Sure, I don't necessarily disagree with that, but does that make it right? Does that make their PR virtue signaling any less disingenuous?
I mean, sure, one can always point at a certain level of hypocresy in regards to a company's actions and what their PR says.
But, honestly, the writing was on the wall for some of these layoffs. Take-Two often gives their developers too much rope, to the point that they sometimes hung themselves with it.
You can see that being the case with Mafia III developer Hangar 13 losing their way for half a decade after they were given the chance of taking a shot at a new IP, making bad creative calls that ultimately resulted in that project being canned, north of $100M dollars being wasted, and now that they're back on track, Mafia 4 would be arriving an entire decade after the launch of its predecessor in 2016.
Also, Michael Condrey of Call of Duty fame had it's new studio, 31st Union, founded five years ago under the 2K banner. They're said to be working on a multiplayer game of some sort, yet five years later they've had nothing to show for it. Similarly, Cloud Chamber, the developer behind the new BioShock, have been operating in various capacities for over six years now and, again, they have nothing to show for it.
Regardless of what business practices 2K executives may pressure them to shoehorn into their games, no upper management would ever micro-manage a studio to the point that they wouldn't be able to get any game operational enough at a design, systems and creative level to the point that the studio would have nothing to publicly show for it half a decade into development.

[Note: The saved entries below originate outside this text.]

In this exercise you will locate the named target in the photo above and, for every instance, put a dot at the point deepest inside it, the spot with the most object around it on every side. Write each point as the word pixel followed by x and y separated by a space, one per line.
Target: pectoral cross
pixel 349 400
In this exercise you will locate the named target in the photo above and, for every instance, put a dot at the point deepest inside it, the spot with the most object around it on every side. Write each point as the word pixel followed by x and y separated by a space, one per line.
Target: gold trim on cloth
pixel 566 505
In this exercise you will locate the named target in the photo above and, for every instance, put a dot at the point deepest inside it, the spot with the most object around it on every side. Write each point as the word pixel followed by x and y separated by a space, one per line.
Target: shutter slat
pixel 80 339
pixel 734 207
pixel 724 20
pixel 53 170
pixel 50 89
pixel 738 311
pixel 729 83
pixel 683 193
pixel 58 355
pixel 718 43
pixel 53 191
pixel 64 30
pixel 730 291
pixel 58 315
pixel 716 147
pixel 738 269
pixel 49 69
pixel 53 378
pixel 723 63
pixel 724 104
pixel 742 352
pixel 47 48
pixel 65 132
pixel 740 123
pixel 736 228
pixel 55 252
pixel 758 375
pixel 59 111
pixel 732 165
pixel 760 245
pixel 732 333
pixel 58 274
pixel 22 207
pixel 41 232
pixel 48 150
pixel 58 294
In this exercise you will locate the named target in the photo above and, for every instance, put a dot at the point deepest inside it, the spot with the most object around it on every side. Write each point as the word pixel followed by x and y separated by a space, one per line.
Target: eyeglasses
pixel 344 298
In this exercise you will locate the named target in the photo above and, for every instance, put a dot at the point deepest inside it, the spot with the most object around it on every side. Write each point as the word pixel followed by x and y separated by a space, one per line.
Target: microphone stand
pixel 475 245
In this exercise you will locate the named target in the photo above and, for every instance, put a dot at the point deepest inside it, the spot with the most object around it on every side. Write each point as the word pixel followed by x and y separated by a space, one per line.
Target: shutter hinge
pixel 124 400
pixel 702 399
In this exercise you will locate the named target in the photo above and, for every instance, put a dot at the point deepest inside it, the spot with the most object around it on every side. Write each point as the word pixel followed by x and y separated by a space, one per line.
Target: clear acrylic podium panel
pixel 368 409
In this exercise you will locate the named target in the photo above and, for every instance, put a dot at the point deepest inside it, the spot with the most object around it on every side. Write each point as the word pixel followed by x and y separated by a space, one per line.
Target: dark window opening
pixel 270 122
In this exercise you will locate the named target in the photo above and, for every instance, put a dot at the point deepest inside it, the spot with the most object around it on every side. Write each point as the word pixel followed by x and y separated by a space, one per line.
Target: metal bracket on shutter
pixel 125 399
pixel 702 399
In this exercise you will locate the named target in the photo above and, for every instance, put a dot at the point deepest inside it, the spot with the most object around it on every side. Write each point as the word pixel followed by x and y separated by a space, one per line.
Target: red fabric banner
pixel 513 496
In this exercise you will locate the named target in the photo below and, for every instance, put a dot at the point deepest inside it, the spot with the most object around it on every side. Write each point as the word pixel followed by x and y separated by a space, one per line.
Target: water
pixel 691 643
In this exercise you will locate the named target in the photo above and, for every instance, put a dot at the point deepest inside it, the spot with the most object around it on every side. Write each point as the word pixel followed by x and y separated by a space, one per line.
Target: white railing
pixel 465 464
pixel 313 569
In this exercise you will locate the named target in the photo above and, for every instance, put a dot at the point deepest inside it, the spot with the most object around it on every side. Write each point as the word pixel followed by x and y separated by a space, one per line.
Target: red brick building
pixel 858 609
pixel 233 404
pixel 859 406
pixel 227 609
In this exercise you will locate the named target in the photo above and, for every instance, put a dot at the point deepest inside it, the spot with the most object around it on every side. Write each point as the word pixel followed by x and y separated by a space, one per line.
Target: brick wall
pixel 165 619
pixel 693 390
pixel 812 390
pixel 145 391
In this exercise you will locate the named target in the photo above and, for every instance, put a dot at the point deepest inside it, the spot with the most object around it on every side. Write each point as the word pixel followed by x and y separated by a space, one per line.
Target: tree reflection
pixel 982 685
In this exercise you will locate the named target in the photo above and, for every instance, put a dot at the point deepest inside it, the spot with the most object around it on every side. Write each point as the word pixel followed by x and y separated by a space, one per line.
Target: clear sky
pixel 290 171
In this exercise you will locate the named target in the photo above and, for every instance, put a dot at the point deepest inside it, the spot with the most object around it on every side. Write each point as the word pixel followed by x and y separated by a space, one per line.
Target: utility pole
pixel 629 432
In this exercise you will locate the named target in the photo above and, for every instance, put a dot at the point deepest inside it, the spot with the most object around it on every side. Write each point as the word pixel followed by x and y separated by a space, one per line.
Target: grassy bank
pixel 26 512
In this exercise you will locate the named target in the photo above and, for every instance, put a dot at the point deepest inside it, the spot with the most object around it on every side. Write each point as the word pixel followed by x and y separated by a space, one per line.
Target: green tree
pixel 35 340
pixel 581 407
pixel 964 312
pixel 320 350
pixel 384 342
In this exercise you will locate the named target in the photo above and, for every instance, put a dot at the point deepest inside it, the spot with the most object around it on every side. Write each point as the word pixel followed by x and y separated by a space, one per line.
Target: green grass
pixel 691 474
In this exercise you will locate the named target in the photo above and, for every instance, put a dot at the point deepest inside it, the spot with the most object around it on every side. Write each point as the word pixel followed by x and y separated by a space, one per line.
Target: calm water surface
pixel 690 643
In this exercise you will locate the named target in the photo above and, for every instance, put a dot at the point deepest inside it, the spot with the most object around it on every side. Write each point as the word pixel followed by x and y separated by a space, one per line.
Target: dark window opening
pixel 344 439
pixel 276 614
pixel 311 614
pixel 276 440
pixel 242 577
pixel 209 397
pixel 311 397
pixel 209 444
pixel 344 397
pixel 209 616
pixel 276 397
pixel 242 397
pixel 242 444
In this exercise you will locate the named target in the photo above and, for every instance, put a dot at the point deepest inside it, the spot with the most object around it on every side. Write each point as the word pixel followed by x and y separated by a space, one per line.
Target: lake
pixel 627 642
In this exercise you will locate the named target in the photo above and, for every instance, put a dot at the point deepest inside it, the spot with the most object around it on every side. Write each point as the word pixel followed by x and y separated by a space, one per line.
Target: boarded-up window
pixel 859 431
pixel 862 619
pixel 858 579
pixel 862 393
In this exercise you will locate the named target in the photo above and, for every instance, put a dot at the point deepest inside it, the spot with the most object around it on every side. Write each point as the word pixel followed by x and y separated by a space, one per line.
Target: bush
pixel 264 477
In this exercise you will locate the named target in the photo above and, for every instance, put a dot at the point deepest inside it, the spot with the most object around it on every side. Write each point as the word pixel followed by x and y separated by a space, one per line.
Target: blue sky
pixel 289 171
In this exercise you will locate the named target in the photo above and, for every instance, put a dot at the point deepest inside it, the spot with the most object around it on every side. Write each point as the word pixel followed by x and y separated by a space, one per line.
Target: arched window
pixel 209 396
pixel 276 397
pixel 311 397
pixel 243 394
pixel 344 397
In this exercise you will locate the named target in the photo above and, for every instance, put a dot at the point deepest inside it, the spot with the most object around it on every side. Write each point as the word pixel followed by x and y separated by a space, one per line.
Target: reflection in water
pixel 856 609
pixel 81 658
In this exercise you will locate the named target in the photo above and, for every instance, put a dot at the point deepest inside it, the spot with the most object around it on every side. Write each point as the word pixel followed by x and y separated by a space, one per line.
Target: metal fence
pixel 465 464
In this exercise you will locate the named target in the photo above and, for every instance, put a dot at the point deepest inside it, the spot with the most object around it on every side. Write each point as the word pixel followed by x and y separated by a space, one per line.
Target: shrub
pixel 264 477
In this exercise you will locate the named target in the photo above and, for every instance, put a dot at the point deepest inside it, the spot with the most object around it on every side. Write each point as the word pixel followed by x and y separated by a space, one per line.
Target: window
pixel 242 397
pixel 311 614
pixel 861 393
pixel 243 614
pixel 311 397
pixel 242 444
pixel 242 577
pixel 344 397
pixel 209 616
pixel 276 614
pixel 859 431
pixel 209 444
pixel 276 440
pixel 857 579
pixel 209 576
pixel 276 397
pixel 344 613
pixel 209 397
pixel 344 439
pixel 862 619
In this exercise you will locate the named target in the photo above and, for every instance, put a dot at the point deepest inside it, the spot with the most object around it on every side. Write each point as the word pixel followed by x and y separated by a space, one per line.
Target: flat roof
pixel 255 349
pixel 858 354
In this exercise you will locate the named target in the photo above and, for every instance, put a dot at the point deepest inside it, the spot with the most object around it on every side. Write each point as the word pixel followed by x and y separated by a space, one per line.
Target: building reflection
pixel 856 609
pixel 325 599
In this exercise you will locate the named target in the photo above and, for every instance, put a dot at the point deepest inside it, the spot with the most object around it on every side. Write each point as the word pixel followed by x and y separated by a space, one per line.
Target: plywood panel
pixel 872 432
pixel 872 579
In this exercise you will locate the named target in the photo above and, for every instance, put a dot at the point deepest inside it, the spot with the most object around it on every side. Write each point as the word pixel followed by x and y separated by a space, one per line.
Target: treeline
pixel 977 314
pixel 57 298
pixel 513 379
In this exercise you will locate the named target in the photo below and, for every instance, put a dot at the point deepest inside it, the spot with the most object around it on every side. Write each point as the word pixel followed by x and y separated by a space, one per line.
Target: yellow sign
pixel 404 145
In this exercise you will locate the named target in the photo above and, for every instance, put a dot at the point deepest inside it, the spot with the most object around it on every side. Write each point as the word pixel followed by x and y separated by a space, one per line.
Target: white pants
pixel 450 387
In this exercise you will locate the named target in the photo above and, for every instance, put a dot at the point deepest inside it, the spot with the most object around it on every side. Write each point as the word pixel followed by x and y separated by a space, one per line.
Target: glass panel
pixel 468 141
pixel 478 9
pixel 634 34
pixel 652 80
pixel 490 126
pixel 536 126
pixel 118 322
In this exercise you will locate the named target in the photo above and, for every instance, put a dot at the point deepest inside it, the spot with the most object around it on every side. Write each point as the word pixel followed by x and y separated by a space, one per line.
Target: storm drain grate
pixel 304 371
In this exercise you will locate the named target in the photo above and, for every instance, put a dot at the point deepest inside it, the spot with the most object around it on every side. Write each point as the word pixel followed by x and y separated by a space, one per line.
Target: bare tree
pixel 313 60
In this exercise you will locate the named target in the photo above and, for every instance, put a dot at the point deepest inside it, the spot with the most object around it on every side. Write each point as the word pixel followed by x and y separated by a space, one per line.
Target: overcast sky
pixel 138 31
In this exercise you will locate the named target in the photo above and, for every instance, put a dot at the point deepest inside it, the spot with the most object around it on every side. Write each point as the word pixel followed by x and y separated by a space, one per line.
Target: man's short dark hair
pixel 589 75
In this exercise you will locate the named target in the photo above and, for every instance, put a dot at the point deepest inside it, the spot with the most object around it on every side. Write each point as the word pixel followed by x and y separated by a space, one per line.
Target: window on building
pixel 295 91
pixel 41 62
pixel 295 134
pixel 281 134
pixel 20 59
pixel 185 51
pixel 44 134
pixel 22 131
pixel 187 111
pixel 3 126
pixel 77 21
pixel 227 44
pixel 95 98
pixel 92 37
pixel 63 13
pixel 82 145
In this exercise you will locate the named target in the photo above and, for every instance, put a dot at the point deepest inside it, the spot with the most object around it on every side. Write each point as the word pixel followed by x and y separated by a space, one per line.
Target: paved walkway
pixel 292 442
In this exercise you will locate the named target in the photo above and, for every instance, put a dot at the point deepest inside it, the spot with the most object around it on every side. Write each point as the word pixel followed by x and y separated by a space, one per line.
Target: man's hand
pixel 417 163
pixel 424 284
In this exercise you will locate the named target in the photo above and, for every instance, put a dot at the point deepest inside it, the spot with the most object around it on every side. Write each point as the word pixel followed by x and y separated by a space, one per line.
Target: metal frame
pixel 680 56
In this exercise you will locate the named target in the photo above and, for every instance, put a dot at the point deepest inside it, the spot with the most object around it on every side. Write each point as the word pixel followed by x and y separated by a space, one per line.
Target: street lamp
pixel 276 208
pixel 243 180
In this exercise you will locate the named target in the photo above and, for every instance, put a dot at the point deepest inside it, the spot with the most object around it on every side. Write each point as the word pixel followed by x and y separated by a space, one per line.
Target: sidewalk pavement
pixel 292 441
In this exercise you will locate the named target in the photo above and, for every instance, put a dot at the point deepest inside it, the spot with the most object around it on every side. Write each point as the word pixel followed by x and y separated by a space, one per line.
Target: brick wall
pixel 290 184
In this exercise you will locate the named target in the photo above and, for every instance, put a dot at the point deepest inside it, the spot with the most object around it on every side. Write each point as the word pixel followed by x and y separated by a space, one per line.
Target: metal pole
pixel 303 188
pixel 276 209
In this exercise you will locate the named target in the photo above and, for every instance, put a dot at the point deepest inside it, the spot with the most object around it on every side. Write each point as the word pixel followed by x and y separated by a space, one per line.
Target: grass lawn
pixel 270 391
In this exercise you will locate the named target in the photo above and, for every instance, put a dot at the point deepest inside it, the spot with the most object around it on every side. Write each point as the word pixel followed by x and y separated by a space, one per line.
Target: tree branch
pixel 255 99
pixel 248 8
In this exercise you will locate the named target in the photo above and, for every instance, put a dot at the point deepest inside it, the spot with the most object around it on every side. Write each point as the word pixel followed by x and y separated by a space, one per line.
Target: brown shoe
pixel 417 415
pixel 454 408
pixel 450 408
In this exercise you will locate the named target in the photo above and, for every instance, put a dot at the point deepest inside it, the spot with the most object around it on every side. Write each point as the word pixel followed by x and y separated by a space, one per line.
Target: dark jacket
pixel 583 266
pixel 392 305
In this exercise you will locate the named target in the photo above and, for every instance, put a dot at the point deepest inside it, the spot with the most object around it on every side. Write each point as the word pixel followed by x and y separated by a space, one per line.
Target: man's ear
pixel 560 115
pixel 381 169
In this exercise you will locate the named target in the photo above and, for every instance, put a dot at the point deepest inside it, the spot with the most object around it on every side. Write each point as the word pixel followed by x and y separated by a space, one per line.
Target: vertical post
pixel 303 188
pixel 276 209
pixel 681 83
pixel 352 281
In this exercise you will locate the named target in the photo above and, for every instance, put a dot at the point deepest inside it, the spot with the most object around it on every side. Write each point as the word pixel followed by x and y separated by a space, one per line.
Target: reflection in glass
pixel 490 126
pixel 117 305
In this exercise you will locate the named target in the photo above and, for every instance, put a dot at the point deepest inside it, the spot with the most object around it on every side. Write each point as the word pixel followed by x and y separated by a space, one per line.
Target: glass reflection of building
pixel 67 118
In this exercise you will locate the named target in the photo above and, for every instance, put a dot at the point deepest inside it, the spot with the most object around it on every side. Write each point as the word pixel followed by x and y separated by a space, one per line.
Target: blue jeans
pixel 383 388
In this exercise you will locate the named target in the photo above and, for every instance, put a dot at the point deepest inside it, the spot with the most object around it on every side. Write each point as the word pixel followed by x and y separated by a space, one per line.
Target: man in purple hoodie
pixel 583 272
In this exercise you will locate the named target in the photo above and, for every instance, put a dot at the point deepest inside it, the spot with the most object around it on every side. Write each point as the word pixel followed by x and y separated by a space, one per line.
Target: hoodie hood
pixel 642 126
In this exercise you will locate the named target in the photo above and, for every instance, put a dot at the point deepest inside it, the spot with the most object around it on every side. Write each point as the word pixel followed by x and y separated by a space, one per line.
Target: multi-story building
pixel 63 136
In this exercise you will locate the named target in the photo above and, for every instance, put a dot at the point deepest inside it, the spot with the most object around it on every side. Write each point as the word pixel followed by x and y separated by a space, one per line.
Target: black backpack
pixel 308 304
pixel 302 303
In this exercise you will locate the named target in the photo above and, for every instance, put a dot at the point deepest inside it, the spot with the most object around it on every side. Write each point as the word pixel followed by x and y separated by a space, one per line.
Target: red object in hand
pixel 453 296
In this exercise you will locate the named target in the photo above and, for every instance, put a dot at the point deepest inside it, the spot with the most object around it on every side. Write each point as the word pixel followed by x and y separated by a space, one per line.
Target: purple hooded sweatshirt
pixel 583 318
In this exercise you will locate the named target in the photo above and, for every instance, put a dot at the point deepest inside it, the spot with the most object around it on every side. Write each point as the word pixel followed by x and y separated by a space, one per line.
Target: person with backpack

And this is also not a problem exclusive to Take-Two's lineup, but an epidemic that's been impacting pretty much all Western studio organizations to some extent - one example of it being how internal creative heads or studio level managers were responsible for Days Gone 2 or any other Bend Studio project not getting off the ground at all during the two-year period that followed the release of Days Gone in 2019.
And what I'm trying to say with all this is, well, to some extent each of the internal studios within these larger corporations have brought these mass layoffs onto themselves, for not being able to get their shit together and get stuff out the door or, alternatively, not rallying enough media attention around the clueless managers or problematic figures at their teams that were making it difficult to successfully move on with the development of their projects.
Because what's an undeniable fact, is that the software output of Take Two, Electronic Arts, Ubisoft, Sony, and others, over the past 18 months have been nothing short of abysmal.